A different take on making lemonade out of lemons

Have you heard the saying “making lemonade out of lemons”. It means to make a bad situation seem better.

Here’s my take on it when dealing with rough, dry hands that can plague those of us who love to spin and knit with silk.

Even the barest little roughness can snag the silk fiber, making an otherwise pleasant experience into a irritatingly bad situation.

Lemons to the rescue.


Simply grab a lemon and cut it in half. Rub the piece of lemon on your hands, then dry your hands on a paper towel.

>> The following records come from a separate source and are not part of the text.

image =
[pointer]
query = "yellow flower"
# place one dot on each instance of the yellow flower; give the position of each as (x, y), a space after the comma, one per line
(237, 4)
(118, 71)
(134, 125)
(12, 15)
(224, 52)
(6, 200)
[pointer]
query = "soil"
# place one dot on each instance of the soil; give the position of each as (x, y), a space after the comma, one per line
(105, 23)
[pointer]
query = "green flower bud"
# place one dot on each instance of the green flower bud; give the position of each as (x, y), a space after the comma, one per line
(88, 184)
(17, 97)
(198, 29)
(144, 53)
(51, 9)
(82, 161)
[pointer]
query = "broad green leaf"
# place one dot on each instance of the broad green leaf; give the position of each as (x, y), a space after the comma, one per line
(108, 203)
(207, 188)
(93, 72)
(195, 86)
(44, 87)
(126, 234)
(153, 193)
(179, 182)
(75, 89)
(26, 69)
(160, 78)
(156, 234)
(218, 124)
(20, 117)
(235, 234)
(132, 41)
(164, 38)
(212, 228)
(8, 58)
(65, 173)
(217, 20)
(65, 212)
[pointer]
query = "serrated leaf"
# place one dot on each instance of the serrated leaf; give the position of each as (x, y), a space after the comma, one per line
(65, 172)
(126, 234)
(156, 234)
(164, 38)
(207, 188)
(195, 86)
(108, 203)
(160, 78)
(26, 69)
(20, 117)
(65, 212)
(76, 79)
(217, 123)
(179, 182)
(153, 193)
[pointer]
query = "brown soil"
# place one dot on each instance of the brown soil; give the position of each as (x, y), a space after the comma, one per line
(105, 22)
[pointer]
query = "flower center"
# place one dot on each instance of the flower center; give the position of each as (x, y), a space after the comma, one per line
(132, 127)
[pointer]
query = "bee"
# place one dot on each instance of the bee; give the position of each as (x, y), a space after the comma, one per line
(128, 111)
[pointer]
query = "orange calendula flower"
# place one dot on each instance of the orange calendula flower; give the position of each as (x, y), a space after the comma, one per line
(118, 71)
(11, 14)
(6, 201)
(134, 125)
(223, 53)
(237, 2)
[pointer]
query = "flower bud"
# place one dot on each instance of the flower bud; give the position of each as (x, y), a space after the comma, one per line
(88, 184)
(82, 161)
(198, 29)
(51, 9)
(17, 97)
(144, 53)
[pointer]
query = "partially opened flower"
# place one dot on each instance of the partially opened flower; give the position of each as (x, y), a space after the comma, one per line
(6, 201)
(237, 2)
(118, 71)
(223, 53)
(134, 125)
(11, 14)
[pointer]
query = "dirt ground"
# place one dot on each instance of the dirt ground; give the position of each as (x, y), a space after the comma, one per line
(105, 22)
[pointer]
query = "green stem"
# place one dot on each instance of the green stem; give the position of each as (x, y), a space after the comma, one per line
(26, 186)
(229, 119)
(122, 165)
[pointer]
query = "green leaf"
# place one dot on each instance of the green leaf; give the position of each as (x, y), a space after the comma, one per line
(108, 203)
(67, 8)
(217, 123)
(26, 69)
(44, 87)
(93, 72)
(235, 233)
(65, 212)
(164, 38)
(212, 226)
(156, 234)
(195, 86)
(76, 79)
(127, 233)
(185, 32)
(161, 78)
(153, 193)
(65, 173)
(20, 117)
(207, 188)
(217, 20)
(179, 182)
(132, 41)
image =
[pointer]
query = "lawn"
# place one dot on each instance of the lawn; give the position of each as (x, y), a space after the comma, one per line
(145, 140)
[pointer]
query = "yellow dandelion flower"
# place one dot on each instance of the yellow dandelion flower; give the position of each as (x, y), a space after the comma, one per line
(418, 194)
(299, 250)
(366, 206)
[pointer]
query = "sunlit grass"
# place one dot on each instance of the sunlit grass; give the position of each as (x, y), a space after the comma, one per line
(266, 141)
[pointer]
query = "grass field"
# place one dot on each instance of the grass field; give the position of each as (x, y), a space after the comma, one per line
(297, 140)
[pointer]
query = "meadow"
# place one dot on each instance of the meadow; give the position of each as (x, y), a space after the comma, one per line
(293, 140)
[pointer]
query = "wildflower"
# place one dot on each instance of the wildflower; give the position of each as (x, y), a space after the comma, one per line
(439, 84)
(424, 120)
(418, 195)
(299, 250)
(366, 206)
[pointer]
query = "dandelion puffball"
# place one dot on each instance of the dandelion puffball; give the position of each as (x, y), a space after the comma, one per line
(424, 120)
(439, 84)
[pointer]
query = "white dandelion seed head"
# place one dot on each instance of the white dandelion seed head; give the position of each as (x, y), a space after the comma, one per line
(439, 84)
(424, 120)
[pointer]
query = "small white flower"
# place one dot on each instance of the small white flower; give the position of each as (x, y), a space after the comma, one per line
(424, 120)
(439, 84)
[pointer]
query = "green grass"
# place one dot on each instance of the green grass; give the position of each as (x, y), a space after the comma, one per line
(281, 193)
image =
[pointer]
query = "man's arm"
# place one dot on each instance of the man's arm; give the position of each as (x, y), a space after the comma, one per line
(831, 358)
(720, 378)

The lemon juice will leave your hands feeling silky soft and smooth without any oily residue that oftentimes is left by hand lotions attempting to smooth the skin. Also, of course, your hands will smell lemony fresh!

Keep the piece of lemon handy for rubbing on your hands again as needed. It’s a quick and effective way to turn an unpleasant silk spinning or knitting session into a pleasurable, snag-free one.

Oh … and with the rest of the lemons, you can make lemonade!

p.s. If you don’t have a fresh lemon, bottled lemon juice like ReaLemon works just as well.

Written by Jackie Erickson-Schweitzer - Visit Website

7 thoughts on “A different take on making lemonade out of lemons”

  1. Ow. I have especially dry skin due to eczema, and just thinking about this makes my skin burn! I just finished a big lace project, and finding a product that smoothed my hands without damaging the silk (lemon juice is so acidic – wouldn’t that harm the fiber?) was a big deal. I had used “gloves in a bottle” before, and the main ingredient for that is silicone, so I ended up buying some silicone lubricant at the drug store, and it works great! Just don’t use too much, or you’ll end up dropping your needles!

  2. mam,i have a rough lemon tree in my garden but it fruits r too much sour could u plz tell me hw i can use it in lemonade and marmlade i dnt know any recipy.n hw i can decrease its sourness.thanks

    1. When I blogged about Rough Lemons, I did ask people about their favorite recipes for lemon marmalade. There wasn’t much response, and none re. rough lemons. And since then, my neighbor cut down their tree. So I haven’t myself been able to experiment further.

      I myself like my marmalade and lemonade a bit on the tarter side. I guess you could experiment with larger quantities of sweetener to your taste. Good luck.

  3. Lemon juice and rind are used to make marmalade and lemon liqueur. Lemon slices and lemon rind are used as a garnish for food and drinks. Lemon zest, the grated outer rind of the fruit, is used to add flavor to baked goods, puddings, rice and other dishes.

  4. Just happens I have some lemons and I am about to Kitchener stitch an edging to the body of the shawl I have knitted , it is called Winter’s Mirage and it can be found on Knitting Paradise forums. I used 100 % baby alpaca yarn and size 8 needles to knit it.